À cette audience, la SARL COMM'9, représentée par son conseil, maintient les demandes contenues dans son acte introductif d’instance auquel il convient de se reporter pour un plus ample exposé des moyens.
Au visa des articles 1103 et suivants du code civil, elle expose avoir signé un contrat en date du 25 juin 2007 avec le Syndicat des copropriétaires du [Adresse 2] pour des prestations de ménage et de sortie et rentrée des containers de déchets ménagers et tri sélectif de l’ensemble immobilier.

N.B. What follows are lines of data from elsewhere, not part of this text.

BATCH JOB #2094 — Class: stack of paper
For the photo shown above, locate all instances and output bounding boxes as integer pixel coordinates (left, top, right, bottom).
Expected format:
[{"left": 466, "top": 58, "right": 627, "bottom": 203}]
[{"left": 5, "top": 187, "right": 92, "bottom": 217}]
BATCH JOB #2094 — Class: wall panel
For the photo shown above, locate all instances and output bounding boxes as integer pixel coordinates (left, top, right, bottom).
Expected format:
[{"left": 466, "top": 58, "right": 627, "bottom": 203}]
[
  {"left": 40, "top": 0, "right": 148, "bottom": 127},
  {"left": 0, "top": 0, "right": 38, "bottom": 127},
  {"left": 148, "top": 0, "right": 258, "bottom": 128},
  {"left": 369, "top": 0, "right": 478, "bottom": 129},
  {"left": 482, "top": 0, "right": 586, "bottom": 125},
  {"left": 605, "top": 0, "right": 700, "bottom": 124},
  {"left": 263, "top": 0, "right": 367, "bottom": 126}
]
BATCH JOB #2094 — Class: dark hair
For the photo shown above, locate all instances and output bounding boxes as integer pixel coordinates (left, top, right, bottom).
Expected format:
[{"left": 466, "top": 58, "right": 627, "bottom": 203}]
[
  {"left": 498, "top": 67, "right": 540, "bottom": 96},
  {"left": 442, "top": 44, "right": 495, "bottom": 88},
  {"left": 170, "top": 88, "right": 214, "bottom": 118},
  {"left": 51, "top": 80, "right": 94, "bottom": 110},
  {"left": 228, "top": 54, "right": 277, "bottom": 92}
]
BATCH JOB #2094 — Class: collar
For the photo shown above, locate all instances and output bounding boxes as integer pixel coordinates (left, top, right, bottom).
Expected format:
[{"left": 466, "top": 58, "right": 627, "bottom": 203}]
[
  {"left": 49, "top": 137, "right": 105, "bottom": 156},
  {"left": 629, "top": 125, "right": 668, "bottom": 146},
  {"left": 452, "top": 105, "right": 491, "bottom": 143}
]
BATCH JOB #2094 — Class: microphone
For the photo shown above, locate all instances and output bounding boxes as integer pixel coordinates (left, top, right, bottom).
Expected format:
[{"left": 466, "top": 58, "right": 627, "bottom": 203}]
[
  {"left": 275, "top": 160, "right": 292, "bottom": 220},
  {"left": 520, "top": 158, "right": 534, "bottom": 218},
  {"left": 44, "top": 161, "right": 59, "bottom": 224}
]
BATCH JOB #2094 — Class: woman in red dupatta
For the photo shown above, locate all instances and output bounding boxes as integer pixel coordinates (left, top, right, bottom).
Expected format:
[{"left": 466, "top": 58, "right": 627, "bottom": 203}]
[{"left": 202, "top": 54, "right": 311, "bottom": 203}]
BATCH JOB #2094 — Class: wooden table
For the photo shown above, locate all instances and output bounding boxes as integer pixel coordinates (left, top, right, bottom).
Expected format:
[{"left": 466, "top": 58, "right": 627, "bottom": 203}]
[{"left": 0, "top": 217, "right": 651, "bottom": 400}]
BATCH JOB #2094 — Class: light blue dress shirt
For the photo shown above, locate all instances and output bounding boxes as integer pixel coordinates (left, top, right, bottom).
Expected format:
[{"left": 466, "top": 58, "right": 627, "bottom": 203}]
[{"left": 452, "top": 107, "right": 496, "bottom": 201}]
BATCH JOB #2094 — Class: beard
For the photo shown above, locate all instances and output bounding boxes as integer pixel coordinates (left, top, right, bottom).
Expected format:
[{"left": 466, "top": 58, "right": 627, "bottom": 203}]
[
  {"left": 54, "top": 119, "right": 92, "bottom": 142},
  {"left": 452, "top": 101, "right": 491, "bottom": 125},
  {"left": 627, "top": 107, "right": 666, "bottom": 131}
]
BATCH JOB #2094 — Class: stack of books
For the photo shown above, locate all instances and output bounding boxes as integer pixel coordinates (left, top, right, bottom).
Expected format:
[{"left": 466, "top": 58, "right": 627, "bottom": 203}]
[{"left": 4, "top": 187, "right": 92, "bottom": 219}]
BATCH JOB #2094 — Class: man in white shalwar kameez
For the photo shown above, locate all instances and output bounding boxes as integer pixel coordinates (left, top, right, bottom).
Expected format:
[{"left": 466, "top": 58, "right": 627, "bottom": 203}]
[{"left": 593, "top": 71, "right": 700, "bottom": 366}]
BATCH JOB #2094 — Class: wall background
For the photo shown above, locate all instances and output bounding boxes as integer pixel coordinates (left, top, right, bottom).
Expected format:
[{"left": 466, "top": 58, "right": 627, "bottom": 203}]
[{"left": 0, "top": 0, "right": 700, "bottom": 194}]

Or, elle fait valoir que les factures des mois de mai 2023, juin 2023, mars 2024, avril 2024 et mai 2024 n’ont pas été payées par le Syndicat des copropriétaires du [Adresse 2]. Elle précise que le contrat a par suite été résilié par le syndicat, à effet du 30 juin 2024. La SARL COMM'9 déclare avoir envoyé de multiples mises en demeure sans succès. Par ailleurs, au visa de l’article 1240 du code civil, elle considère que le Syndicat des copropriétaires du [Adresse 2] lui a opposé une résistance abusive.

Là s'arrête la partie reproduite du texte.